Taken together, these results declared the significant nonlinear and threshold effect of indicators, and the mixed and diverse land use situation in TOD areas, such that previous TOD index evaluations which considered the liner effects of indicators could be insufficient.

6. Conclusions and Discussion

TOD as an urban booster considerably promotes the realization of urban sustainable development vision. The introduction of TOD in potential sites within inner urban areas is conducive to the sustainability of land use and transit system. In this study, we constructed a random forest-based machine learning model to give information regarding potential TOD areas in Hong Kong. Through selection of indicators, division and construction of datasets, and the adjustment of model parameters, the optimal RF-TPI model was obtained. Our results showed that the optimal RF-TPI model displayed considerable performance (accuracy score at 0.89, precision score at 0.81, and AUC value at 0.92), and potently identified potential TOD areas in Hong Kong. These findings proved the viability of our hypothesis that, the recognition of the results of the RF-TPI model could effectively support relevant agencies/professionals in TOD site selection. Accordingly, by incorporating consideration of practical social or economic factors, along with output information produced from the RF-TPI model, the government could make favorable TOD planning decisions to foster urban sustainability.

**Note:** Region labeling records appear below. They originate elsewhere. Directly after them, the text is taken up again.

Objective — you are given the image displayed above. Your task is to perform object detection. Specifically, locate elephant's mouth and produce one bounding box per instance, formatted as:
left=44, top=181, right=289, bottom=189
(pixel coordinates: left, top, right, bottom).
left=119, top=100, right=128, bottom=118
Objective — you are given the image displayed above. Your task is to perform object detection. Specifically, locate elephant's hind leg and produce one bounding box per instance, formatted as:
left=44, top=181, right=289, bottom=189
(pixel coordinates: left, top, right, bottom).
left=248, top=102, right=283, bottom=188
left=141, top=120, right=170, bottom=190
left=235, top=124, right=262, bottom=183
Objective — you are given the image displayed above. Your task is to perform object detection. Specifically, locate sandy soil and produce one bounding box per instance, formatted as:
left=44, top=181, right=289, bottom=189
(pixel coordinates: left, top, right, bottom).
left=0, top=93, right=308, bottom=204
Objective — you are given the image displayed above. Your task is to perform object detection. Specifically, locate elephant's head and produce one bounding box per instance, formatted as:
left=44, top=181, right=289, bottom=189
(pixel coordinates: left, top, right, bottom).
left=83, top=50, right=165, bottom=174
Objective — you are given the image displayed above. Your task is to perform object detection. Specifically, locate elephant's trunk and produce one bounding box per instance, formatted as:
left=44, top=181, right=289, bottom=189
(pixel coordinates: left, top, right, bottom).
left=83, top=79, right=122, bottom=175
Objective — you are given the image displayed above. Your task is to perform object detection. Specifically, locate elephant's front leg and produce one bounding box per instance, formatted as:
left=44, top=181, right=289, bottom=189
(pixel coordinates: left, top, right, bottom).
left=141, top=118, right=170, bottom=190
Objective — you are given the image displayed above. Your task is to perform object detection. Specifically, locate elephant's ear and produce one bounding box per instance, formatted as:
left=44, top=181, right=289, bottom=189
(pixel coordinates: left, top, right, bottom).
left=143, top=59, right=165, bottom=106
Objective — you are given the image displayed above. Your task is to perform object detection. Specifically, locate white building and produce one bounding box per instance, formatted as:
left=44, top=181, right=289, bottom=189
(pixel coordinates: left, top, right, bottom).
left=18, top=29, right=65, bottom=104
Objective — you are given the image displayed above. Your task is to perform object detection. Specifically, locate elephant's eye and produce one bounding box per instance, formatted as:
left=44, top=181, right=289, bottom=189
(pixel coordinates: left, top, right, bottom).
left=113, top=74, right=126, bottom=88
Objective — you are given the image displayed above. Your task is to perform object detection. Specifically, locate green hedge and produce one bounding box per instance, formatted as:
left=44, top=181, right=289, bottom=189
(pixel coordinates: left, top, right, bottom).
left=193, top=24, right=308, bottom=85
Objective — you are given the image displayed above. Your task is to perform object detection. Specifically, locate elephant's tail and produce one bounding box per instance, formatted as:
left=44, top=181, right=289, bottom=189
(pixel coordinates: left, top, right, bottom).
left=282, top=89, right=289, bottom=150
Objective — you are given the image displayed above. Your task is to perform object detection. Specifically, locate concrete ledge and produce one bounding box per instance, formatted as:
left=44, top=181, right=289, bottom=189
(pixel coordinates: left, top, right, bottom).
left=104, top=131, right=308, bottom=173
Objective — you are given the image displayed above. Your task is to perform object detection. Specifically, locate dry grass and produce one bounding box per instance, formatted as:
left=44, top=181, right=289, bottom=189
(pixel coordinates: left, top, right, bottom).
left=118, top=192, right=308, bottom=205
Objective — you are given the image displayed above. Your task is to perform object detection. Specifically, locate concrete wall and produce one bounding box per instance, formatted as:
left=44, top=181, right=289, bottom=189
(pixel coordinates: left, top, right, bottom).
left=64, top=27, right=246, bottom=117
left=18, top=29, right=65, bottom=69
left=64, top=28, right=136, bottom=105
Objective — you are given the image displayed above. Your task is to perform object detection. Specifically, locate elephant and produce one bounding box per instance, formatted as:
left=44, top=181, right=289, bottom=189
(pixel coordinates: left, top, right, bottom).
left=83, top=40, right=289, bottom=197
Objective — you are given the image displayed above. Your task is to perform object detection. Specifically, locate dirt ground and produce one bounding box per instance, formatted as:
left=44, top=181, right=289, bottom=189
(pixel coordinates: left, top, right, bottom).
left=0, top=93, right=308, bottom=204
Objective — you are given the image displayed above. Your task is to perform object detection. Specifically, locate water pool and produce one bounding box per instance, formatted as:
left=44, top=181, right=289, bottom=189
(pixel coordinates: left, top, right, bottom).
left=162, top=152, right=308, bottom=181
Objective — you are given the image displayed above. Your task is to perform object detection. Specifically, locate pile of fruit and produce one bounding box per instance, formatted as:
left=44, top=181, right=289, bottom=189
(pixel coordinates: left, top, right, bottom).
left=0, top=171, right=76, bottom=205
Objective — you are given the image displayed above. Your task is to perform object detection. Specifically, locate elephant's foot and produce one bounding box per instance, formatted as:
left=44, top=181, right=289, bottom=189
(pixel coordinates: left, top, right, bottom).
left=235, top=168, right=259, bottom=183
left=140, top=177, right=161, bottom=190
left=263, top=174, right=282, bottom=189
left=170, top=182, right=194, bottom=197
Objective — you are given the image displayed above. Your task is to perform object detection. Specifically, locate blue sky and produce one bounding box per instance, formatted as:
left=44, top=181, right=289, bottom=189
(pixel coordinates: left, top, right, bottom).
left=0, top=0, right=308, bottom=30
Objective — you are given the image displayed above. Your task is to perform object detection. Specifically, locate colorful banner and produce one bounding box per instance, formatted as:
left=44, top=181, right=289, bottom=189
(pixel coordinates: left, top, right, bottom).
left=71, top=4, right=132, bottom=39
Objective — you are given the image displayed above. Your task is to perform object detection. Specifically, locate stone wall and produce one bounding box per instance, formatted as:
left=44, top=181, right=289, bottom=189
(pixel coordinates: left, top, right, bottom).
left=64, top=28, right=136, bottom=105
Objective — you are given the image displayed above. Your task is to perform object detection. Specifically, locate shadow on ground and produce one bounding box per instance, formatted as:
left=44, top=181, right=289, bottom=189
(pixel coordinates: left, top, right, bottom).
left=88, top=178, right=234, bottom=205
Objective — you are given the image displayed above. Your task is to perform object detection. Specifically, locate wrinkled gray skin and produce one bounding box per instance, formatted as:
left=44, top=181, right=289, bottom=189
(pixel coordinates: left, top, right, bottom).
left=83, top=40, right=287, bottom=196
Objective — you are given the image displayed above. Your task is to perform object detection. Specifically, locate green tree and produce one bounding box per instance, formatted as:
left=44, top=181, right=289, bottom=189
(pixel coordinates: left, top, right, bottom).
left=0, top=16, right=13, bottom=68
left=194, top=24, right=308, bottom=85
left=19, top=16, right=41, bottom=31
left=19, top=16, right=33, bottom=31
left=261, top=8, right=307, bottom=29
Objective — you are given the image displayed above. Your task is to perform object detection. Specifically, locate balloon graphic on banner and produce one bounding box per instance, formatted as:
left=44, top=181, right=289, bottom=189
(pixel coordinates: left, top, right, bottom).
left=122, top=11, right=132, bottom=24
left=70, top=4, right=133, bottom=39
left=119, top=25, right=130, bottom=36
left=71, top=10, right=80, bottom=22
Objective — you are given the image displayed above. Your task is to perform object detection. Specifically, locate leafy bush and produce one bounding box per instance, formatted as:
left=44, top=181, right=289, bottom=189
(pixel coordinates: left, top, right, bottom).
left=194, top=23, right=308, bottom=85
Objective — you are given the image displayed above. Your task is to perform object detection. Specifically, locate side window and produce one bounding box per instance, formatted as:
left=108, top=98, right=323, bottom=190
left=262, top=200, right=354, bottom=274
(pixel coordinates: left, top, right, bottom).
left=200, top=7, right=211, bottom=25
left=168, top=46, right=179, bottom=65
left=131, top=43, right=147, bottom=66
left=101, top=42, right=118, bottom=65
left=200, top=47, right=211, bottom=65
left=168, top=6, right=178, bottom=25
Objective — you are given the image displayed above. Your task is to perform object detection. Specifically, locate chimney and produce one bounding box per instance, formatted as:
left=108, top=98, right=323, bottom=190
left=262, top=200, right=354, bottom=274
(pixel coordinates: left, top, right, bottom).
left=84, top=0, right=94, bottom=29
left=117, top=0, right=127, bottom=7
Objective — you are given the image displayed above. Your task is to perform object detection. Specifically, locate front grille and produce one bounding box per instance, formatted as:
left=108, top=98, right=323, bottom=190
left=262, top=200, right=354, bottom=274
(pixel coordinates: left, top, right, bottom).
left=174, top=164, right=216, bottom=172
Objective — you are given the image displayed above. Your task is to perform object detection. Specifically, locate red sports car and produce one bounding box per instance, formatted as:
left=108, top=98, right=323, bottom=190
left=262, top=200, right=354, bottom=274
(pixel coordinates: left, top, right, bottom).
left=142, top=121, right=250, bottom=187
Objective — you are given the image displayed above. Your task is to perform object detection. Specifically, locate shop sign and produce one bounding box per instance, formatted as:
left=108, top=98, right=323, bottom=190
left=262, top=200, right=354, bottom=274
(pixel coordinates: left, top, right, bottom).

The SHAP interpreter revealed that indicators could exhibit a distinct relative importance. Compared with urban land type proportion, street density and AFAR of the study unit have greater impacts on potential TOD level. In addition, the global effects of indicators on recognizing potential TOD areas were proven to be complex, including positive, negative, and bilateral impacts. Importantly, results of the local effect of indicators confirmed significant nonlinear effects, supplying several insights for TOD study and practice. First, the mode-of-action of various indicators require careful consideration in research on TOD evaluation/measurement. For instance, impacts of AFAR and street density on Hong Kong’s potential TOD level had obvious thresholds. Furthermore, several land use indicators (transportation and institutional/open space) showed diverse influences, as they have inflection points where their local effects changed (slope from positive to negative and threshold effect). This phenomenon indicated that a single land use type has limited impact on potential TOD level. Therefore, in TOD practice, it is necessary to comprehensively consider the interactions and potential synergistic effects of different land use types, which is consistent with the principle of urban land use diversity advocated by TOD.

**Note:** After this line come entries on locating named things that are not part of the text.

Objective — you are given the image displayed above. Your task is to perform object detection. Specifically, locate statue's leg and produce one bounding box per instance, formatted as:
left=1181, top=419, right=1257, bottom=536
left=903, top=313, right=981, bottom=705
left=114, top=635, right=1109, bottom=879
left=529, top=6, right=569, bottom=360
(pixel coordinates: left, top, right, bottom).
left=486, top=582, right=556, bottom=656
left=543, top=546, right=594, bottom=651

There are some limitations and prospects in this study worthy of further discussion. First, though POI data can represent urban socioeconomic activities and has been widely used in urban studies, the lack of specific area information restrains its applicability in precise research. For example, current POIs do not strictly correspond to land use types, and their classification is undeveloped and not unified (e.g., commercial POI may appear in some land use types). Therefore, we expect the emergence of available and novel data types containing more urban information to consider TOD study. Second, TOD typology studies have suggested that diverse types of TOD may exist as TOD areas in a city exhibit different developmental levels, such that putting future research on a building training set based on different types of TOD areas (e.g., central/residential TOD area) could help the RF-TPI model to identify corresponding potential TOD areas in response to specific demands. Furthermore, results from the Hong Kong case study can be context-specific; thus, future work can entail extensive research across multiple cities to examine the robustness of the RF-TPI model.

In summary, the RF-TPI model, with a rationale for machine learning, effectively identifies potential TOD areas in Hong Kong, and is promising to be a generalizable framework applied in other cities to aid the execution of the TOD strategy in urban sustainable endeavors.